According to the well-known theory of comparative advantage, trade between two countries brings benefits to both countries, even if one of them has an absolute advantage in the production of specific goods. Maskin notes that this theory, developed over two centuries ago, until recently was confirmed by the experience of all previous waves of globalization.
If a poor country has more low-skilled labour, then it is more favourable, for example, to grow and export rice than to produce computer software, because the relevant specialists in that country are priced like gold.
If a poor country still produces computer software, the difference in wages between programmers and agricultural workers is very high, and the production of software itself is not effective due to the lack of specialists.
However, both countries need both rice and software. When trade barriers are removed, the poor country can concentrate on producing rice, which increases the demand for low-skilled workers and, consequently, reduces the demand for highly skilled workers. This is precisely the way in which globalization reduces inequality in poor countries.
In contemporary conditions, this theory does not pan out. One of its premises is that the greater the difference in the level of skills in the labour force between two countries, the more these countries will trade with one another. However, Maskin notes that the globalization that is currently underway has led to a very small scale of trade between rich industrialized countries (e.g., the U.S.) and the poorest countries (e.g., Malawi). The predicted reduction in inequality has not taken place.
Maskin and Kremer have developed an alternative theory that actually shows what happens with income inequality during the process of globalization. First, they note that the current globalization differs from all previous eras of internationalization of the production process. For example, computers are now often designed in the United States, programmed in Europe and assembled in China. At the same time, a Chinese worker can be hired by a company located on another continent. The labour market has become truly global, says Maskin.
However, in this new global market specific processes are taking place. To demonstrate them, Maskin identifies four levels of professional development – A and B for rich countries, and C and D – for poor countries.

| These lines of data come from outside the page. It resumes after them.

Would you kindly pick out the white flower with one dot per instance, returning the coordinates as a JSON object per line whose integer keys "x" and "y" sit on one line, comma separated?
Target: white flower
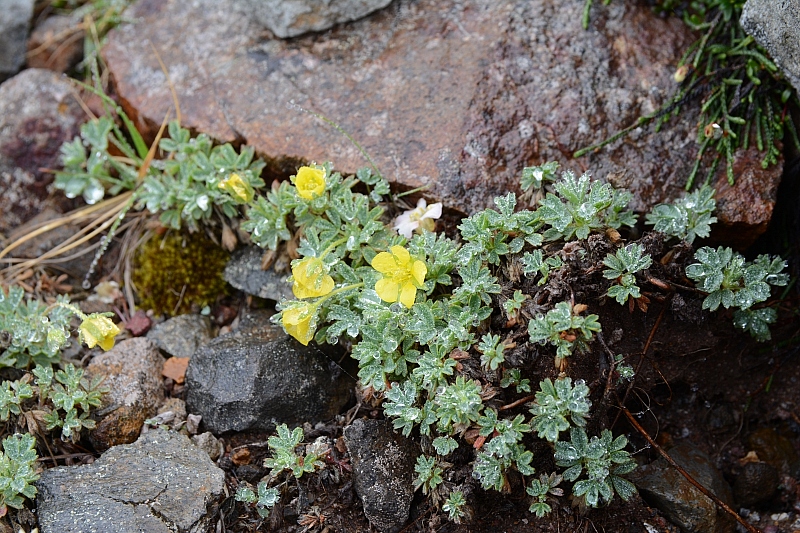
{"x": 420, "y": 218}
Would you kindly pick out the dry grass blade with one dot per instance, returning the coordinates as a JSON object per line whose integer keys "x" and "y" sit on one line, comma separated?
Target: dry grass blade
{"x": 74, "y": 217}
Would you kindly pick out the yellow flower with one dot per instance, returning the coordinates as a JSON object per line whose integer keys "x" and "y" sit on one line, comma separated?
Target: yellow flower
{"x": 310, "y": 182}
{"x": 98, "y": 330}
{"x": 297, "y": 321}
{"x": 238, "y": 188}
{"x": 310, "y": 278}
{"x": 402, "y": 276}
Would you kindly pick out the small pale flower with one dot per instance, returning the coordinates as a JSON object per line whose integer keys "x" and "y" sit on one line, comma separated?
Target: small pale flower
{"x": 402, "y": 276}
{"x": 310, "y": 182}
{"x": 238, "y": 188}
{"x": 420, "y": 218}
{"x": 297, "y": 321}
{"x": 310, "y": 278}
{"x": 98, "y": 330}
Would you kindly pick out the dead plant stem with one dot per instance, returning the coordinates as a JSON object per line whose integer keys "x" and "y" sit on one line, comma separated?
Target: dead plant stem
{"x": 722, "y": 505}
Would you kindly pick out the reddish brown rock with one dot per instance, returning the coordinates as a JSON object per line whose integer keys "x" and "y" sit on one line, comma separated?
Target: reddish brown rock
{"x": 459, "y": 96}
{"x": 38, "y": 112}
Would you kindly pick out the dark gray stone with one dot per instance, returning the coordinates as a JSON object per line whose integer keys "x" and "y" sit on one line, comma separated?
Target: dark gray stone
{"x": 456, "y": 96}
{"x": 663, "y": 487}
{"x": 209, "y": 444}
{"x": 132, "y": 372}
{"x": 775, "y": 25}
{"x": 15, "y": 22}
{"x": 243, "y": 272}
{"x": 296, "y": 17}
{"x": 182, "y": 335}
{"x": 255, "y": 380}
{"x": 161, "y": 483}
{"x": 383, "y": 472}
{"x": 756, "y": 484}
{"x": 38, "y": 113}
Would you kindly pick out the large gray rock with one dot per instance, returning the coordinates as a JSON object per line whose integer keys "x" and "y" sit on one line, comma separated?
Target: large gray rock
{"x": 244, "y": 272}
{"x": 663, "y": 487}
{"x": 15, "y": 22}
{"x": 453, "y": 95}
{"x": 38, "y": 112}
{"x": 290, "y": 18}
{"x": 383, "y": 472}
{"x": 161, "y": 483}
{"x": 182, "y": 335}
{"x": 775, "y": 25}
{"x": 257, "y": 379}
{"x": 132, "y": 372}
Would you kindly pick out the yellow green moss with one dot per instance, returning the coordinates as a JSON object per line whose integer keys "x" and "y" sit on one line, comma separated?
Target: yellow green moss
{"x": 179, "y": 273}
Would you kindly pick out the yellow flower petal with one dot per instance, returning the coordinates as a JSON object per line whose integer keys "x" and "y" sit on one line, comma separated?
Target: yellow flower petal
{"x": 402, "y": 275}
{"x": 107, "y": 344}
{"x": 310, "y": 182}
{"x": 408, "y": 294}
{"x": 384, "y": 263}
{"x": 98, "y": 330}
{"x": 310, "y": 278}
{"x": 297, "y": 323}
{"x": 401, "y": 255}
{"x": 418, "y": 271}
{"x": 238, "y": 188}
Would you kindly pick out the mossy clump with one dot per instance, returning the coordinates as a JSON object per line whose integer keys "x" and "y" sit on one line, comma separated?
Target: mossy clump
{"x": 179, "y": 273}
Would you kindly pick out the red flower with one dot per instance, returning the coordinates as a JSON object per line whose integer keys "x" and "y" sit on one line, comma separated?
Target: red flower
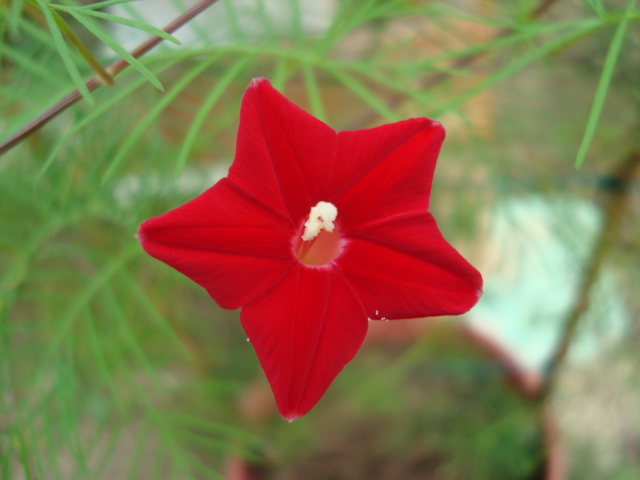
{"x": 312, "y": 233}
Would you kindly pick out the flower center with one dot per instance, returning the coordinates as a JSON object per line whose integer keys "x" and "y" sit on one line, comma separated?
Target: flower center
{"x": 319, "y": 244}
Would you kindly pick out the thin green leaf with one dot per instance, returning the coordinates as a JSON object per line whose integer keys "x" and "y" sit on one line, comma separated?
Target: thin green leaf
{"x": 63, "y": 50}
{"x": 124, "y": 151}
{"x": 160, "y": 324}
{"x": 90, "y": 117}
{"x": 67, "y": 320}
{"x": 210, "y": 100}
{"x": 280, "y": 74}
{"x": 364, "y": 94}
{"x": 108, "y": 3}
{"x": 14, "y": 17}
{"x": 313, "y": 92}
{"x": 36, "y": 68}
{"x": 134, "y": 24}
{"x": 107, "y": 40}
{"x": 100, "y": 362}
{"x": 603, "y": 85}
{"x": 518, "y": 64}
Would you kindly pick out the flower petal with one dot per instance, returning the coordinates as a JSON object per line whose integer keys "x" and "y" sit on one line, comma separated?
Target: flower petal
{"x": 224, "y": 240}
{"x": 387, "y": 170}
{"x": 404, "y": 268}
{"x": 284, "y": 157}
{"x": 304, "y": 330}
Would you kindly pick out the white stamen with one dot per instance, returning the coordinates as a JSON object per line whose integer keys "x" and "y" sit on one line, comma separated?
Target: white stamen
{"x": 321, "y": 216}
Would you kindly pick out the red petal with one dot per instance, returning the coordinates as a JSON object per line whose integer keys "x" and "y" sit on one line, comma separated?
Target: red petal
{"x": 304, "y": 330}
{"x": 404, "y": 268}
{"x": 386, "y": 170}
{"x": 284, "y": 157}
{"x": 224, "y": 240}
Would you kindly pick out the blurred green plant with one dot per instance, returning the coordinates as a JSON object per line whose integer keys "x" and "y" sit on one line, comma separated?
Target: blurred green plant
{"x": 109, "y": 365}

In the model developed by Kramer and Maskin, the level of wages depends on how specialists with different qualifications cooperate with one another to obtain the production result. The production process involves two challenges: administrative and performance. The result is achieved through a manager’s cooperation with a subordinate, and the quality depends on these professionals’ level of qualification. Successful cooperation therefore contributes to greater productivity and influences the level of wages for specialists.
However, in this case, the issue concerns the period before globalization when A specialists cooperate with B specialists in rich countries and, respectively, C specialists cooperate with D specialists in poor countries.
After globalization, the following happens: D specialists from poor countries lack the qualifications to cooperate with A and B specialists in rich countries. Moreover, if C workers from poor countries see their wages increase due to cooperation with B workers from rich countries, D workers either do not feel the growth or their wages decrease. The overall effect is that the internationalization of production will increase the wage gap between the two categories of professionals in poor countries and, consequently, increase the level of inequality.
According to Maskin, the solution is to raise the level of education of low-skilled workers. However, he notes that workers themselves do not have the resources for this, and that it is not beneficial for companies to pay for their education. In this situation, a significant role can be played by governments, international agencies, NGOs and private foundations, says Maskin. He notes that the theory he has developed is in no way a call for the process of globalization to be stopped, as it has borne and continues to bear fruit in the form of GDP growth. However, Maskin argues that the most effective way to combat inequality is to give low-skilled workers the opportunity to enjoy the fruits of globalization as well.
‘Kremer and Maskin have offered a surprisingly beautiful model, an alternative Ricardian theory of comparative advantage’, said Fuad Aleskerov, Tenured Professor and Head of the HSE International Laboratory of Decision Choice and Analysis. ‘It helps explain why globalization has led to inequality in income. And like any powerful theory, I am certain that it will lead to a surge of empirical work in this area’.
Aleskerov recommends that first-year undergraduate students read this short text. ‘It brilliantly explains how mathematical models can describe the fundamental processes of the economy’.